During the committee’s last meeting, in December, Wiley’s work didn’t seem to stir much controversy or opposition. But during last week’s meeting, ACSWP member Ronald Stone, a retired professor at Pittsburgh Theological Seminary and an elder at East Liberty Presbyterian Church in Pittsburgh, objected to the emphasis Wiley had put on Baptism as a context for a Christian understanding of family.

“I would abandon this whole discussion of Baptism,” he said. “I don’t think putting it into connection with one of our two sacraments is a gain. We were not asked to do a theology of Baptism.”

The Rev. Jack Terry, a member from Portland, OR, agreed, saying: “I think the mandate is to talk about the social-cultural context.” Terry also suggested moving the theological section from the front of the report to the back.

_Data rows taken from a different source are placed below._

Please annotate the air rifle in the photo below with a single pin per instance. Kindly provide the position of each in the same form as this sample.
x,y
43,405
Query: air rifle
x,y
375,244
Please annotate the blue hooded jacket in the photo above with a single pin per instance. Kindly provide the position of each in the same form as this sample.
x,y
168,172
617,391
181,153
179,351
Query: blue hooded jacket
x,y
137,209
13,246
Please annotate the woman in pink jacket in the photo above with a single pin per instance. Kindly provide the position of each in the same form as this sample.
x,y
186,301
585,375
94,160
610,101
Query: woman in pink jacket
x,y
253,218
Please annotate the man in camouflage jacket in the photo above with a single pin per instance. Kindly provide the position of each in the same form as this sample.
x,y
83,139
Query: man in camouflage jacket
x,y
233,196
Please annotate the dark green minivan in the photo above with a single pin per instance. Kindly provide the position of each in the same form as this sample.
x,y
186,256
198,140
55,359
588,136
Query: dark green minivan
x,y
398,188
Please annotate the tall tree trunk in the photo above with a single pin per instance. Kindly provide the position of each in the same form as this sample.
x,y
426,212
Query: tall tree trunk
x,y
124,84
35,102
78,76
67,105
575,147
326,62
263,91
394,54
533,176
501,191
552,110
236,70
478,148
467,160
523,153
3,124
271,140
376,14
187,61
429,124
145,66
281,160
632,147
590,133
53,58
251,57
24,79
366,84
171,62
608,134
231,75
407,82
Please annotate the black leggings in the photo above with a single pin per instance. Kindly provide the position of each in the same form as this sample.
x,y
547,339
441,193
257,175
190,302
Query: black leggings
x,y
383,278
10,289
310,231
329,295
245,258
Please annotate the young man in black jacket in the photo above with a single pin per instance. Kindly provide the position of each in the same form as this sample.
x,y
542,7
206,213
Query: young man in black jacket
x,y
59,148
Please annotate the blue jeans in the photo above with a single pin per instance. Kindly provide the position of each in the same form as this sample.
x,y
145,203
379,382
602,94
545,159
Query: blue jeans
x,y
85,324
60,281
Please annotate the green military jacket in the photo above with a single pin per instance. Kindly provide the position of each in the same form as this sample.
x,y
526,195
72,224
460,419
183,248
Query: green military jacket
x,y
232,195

Stone also criticized as “unrealistic” the revised paper’s claim that single people are called to “chaste and disciplined lives.”

“I would substitute ‘responsible’ for ‘chaste and disciplined’ every time it appears,” he said. “I raised four children. I would never teach them to be chaste; that means a virgin. I always taught them to be responsible.

“Every pastor I talk with tells me the people who are not married are not virgins.”

Sulyok said he is confident that “Transforming Families” will be finished and polished by the Feb. 27 deadline and will be approved by the Assembly.